The Investigating Magistrate nodded to his colleague. “I assure you it’s necessary enough, Vladislav Grigorie-vitch, but as you please, I’ll ask later. As for what else may be necessary, or even not so necessary, for instance this entire procedure during a time of investigation, I think we ought to discuss that too, at least in principle if for no other reason.”

“Tomorrow,” said Grubeshov. “We’ll talk over everything tomorrow.”

“Come now to the point of the matter, Marfa Vladimirovna,” he said. “Tell us what Zhenia and Vasya Shiskovsky told you about the Jew before the fatal incident.”

Marfa had listened intently to the exchange between the men, alternating uneasiness with apparent boredom. When Bibikov was speaking she cast nervous glances around her but lowered her eyes if anyone looked at her.

“Vasya also told me what I heard Zhenia say more than once—that they were afraid of the Jew in the brickyard.”

“Go on, we’re listening.”

“Zhenia told me that one day when he and Vasya were playing in the factory yard they saw two Jews—it was toward nightfall—sneak through the gate and go up the stairs where this one lived.”
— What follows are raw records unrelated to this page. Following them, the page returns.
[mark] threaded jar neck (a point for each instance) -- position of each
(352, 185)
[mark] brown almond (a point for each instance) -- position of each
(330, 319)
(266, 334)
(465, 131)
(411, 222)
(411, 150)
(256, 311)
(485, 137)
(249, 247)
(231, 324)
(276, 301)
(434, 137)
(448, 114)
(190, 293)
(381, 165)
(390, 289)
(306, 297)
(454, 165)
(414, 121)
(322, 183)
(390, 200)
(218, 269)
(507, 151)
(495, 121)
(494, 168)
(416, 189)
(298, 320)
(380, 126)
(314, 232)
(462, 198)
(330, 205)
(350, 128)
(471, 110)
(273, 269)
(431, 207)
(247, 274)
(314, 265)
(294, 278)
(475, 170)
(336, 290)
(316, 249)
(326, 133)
She glanced at the fixer, then averted her eyes. He was standing with his head bowed.

“Excuse me for interrupting,” Bibikov said to the Prosecuting Attorney, “but I would like to understand how the boys identified the two men as Jews?”

Colonel Bodyansky guffawed and Grubeshov smiled.

“Easily, your honor,” Marfa said in excitement, “they were wearing Jewish clothes and had long rough beards, not nicely trimmed ones like some of the gentlemen here. Also the boys used to peek in the window and saw them praying. They wore black hats and robes. The boys were frightened and ran home here. I asked Vasya to stay for a cup of cocoa and slice of white bread with Zhenia, but he was scared sick and said he wanted to go home to his own house.”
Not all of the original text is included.